Si con los helicópteros no hay demasiado problema, no puede llevar cualquier tipo de avión. Debido a sus dimensiones, capacidad y diseño, solo puede operar aparatos dotados de despegue vertical, o capaces de despegar en pistas muy cortas; son los denominados SVTOL. Carente de catapulta de lanzamiento, solo el actual Harrier, comprados de segunda mano y en servicio desde 1996, y el F-35B —la versión de despegue vertical— cumplen con los requisitos técnicos necesarios. No hay más.

Las diferencias surgidas entre miembros de la OTAN con el nuevo habitante de La Casa Blanca han disparado las alarmas. Portugal ya ha dicho que no quiere el F-35 y ha cancelado su pedido, Canadá está barajando trocar los 88 aparatos encargados por el Gripen sueco, y países como Suiza, Alemania o Noruega estudian abandonar la adquisición.

En el viejo continente, únicamente Reino Unido e Italia disponen del F-35B de despegue vertical, y en programas ya en marcha, con todas o la mayoría de las entregas ya realizadas. Con los dos países dentro del proyecto desde el primer día, y con España indecisa, a la industria europea no le pareció interesante desarrollar nada parecido.

Ahora España podría quedar fuera de juego en esta asignatura y abocados a perder el ala fija embarcada. Si el mercado se cerrase o se tomaran decisiones en bloque en defensa de la soberanía tecnológica, el problema se convertiría en un callejón sin salida.

El aparato se presentó en 2006 y España, entonces, decidió no entrar en el programa. Hacerlo hoy se torna en muy complicado por las connotaciones políticas y técnicas, al haber colaboración y traslación de tecnologías, desarrollos, y el viaje cruzado de piezas y elementos. Si esto era natural y obvio hasta hace poco, el cariz que están tomando las cosas limita mucho el margen de maniobra.

Por su parte, en Lockheed Martin no paran de emitir comunicados y mensajes positivos, de unidad, y concordia entre la compañía, su país y sus clientes, porque ven que los pedidos previstos pueden ser suspendidos con el consiguiente descalabro económico. Lo más caro de este tipo de proyecto no es fabricar el producto, sino desarrollarlo. Cuantas más unidades se coloquen, más se diluye el gasto, y menos difícil es hacerlo rentable.

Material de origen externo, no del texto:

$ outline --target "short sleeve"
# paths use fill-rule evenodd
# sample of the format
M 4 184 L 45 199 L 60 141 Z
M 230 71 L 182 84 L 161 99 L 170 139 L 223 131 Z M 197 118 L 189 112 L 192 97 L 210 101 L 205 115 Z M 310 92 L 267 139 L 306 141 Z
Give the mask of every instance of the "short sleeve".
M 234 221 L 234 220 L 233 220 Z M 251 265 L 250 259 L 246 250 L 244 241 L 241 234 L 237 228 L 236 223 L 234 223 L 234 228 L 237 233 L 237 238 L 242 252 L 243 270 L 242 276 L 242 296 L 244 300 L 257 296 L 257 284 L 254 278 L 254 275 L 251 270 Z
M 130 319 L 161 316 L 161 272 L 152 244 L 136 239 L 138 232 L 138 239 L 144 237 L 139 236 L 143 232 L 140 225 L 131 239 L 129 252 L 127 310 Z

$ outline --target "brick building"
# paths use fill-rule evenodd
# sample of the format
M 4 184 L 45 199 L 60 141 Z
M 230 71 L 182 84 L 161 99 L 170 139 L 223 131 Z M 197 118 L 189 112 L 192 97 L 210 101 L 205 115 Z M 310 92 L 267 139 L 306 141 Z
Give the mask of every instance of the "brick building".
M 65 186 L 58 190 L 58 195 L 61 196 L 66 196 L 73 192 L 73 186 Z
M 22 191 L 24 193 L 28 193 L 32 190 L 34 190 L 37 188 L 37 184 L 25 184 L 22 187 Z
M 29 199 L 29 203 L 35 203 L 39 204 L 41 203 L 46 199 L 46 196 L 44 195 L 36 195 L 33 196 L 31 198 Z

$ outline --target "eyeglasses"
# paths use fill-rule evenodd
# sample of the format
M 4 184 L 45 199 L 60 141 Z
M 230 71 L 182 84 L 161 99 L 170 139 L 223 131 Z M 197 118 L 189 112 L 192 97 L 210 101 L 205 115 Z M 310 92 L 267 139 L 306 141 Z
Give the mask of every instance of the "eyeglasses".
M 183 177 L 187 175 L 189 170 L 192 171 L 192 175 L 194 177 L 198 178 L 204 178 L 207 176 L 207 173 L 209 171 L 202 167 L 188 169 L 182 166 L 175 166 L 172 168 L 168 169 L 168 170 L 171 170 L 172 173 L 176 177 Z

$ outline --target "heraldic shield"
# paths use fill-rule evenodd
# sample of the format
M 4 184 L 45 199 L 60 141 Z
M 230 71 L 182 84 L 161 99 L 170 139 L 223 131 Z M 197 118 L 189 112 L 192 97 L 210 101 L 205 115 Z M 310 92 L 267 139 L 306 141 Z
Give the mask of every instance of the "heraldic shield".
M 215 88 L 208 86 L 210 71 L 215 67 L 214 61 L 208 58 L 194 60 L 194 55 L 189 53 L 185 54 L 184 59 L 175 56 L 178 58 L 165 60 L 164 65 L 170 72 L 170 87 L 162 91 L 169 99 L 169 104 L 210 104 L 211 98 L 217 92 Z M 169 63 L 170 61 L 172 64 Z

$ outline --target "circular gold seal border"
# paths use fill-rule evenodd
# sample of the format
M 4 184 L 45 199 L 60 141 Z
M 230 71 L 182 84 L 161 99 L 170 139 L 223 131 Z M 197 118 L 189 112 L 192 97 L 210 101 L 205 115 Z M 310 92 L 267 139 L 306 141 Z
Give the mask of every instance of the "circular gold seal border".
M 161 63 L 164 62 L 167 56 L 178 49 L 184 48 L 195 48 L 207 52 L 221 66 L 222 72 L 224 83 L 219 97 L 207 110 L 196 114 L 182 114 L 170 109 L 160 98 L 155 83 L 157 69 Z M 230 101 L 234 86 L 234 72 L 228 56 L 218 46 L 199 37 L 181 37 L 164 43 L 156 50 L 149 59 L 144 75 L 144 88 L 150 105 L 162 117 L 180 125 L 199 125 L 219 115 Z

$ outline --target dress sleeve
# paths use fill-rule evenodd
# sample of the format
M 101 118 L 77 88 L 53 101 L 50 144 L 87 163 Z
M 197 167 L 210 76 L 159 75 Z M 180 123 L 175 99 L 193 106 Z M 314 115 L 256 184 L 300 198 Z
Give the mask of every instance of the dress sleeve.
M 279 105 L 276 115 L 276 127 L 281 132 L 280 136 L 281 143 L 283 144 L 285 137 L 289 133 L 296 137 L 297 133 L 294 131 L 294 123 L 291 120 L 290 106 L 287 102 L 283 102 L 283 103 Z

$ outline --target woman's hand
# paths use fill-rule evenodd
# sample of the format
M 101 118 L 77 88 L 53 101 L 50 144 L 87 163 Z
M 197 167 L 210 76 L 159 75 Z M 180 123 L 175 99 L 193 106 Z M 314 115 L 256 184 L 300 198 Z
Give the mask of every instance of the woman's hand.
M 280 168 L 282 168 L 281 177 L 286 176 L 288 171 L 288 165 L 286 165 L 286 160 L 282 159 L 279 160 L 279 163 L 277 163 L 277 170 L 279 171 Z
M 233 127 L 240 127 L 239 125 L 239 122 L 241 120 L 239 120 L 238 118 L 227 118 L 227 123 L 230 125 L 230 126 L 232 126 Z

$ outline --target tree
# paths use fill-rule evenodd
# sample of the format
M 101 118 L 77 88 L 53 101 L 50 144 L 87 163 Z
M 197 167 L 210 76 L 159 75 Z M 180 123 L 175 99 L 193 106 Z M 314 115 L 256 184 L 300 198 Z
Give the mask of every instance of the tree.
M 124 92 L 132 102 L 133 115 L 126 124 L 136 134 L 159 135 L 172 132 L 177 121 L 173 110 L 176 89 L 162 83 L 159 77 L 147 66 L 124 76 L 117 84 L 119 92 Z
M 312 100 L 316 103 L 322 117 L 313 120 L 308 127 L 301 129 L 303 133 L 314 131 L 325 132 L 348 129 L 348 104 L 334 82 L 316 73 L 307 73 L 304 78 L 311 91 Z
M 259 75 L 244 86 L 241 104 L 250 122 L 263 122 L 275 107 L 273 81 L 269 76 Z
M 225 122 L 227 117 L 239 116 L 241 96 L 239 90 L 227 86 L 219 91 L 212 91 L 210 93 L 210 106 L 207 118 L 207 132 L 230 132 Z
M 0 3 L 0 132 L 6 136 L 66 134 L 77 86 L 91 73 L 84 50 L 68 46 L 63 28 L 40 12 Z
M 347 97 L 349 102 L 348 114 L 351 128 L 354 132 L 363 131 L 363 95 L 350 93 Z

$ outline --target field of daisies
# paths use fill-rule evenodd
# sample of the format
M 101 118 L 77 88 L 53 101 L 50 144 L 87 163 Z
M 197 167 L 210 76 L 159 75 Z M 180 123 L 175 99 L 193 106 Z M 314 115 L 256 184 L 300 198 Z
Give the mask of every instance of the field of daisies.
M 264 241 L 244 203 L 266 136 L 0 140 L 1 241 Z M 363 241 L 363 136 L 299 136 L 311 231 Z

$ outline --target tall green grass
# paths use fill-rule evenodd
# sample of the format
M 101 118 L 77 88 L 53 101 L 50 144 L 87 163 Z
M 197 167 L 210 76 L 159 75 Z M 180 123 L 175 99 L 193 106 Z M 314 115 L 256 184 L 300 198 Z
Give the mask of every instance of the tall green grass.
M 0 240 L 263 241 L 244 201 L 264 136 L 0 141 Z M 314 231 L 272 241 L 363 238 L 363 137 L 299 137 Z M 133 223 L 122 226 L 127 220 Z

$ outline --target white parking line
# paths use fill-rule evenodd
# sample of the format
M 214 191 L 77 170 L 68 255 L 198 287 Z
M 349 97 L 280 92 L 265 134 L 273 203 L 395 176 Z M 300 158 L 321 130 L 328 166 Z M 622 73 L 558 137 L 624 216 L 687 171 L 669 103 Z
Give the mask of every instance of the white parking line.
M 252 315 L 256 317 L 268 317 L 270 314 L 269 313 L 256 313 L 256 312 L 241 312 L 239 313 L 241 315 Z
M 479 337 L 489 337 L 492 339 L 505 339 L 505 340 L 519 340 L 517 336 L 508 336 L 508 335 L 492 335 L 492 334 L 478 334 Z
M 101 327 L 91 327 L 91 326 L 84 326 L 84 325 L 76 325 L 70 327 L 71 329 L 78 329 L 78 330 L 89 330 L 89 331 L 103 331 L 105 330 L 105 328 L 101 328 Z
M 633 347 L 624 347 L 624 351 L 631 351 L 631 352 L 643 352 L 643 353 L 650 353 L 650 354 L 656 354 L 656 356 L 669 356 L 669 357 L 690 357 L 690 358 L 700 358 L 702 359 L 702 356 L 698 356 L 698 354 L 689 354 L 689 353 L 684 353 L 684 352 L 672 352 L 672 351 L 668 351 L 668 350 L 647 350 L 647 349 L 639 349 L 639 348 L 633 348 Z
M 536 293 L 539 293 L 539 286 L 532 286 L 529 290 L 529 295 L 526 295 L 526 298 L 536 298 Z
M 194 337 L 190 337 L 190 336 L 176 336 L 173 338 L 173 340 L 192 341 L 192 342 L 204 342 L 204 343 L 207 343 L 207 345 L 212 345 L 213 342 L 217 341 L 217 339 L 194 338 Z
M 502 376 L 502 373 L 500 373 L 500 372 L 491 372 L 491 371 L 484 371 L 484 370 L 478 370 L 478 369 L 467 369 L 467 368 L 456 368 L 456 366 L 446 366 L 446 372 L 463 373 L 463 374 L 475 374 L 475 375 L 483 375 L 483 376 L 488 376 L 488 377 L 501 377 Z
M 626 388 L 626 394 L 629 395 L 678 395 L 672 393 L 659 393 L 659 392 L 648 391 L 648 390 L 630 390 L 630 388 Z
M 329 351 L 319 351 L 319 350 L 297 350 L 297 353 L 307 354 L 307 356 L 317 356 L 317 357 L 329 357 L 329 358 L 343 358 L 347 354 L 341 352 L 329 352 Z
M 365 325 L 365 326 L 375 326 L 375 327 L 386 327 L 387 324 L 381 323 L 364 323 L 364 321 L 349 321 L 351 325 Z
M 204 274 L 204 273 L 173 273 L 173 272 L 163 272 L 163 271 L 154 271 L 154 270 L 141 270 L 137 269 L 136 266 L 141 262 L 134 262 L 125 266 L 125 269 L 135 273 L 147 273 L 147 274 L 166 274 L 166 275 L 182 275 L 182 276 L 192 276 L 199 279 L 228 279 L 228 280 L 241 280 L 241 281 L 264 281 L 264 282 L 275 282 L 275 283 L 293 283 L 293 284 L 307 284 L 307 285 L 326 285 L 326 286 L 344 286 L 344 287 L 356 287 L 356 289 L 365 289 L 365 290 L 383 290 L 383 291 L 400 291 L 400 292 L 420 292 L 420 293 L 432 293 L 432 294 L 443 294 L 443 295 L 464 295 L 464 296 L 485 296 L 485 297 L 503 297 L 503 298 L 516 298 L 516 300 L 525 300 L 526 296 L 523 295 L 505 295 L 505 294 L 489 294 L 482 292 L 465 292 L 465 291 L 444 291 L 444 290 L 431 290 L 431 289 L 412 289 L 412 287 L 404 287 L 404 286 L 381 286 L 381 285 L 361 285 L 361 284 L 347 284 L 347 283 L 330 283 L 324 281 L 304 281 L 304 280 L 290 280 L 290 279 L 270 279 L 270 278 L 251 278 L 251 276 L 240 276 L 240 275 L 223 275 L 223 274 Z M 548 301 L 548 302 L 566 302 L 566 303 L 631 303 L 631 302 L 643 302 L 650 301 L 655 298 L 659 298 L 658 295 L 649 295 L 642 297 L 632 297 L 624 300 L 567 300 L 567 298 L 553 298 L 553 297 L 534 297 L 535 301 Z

Desde la llegada de Trump a la presidencia, la Lockheed Martin ha perdido un 5 % de su valor; no es una barbaridad, pero hay nerviosismo, sobre todo desde que se ha anunciado que el futuro F-47, el caza de sexta generación, será construido por su competidor Boeing.

Dependencia americana

Por otra parte, parece demostrado que el «Switch kill», ese botón que «apagaría» estos aparatos desde Washington, no existe. Tampoco sería necesario. La avanzada tecnología que utiliza, las actualizaciones requeridas a cada poco, y la dependencia de piezas, repuestos, revisiones y renovación de software es tan frecuente que los aparatos podrían quedar obsoletos o sin muchas de sus funcionalidades y ventajas técnicas en un breve espacio de tiempo.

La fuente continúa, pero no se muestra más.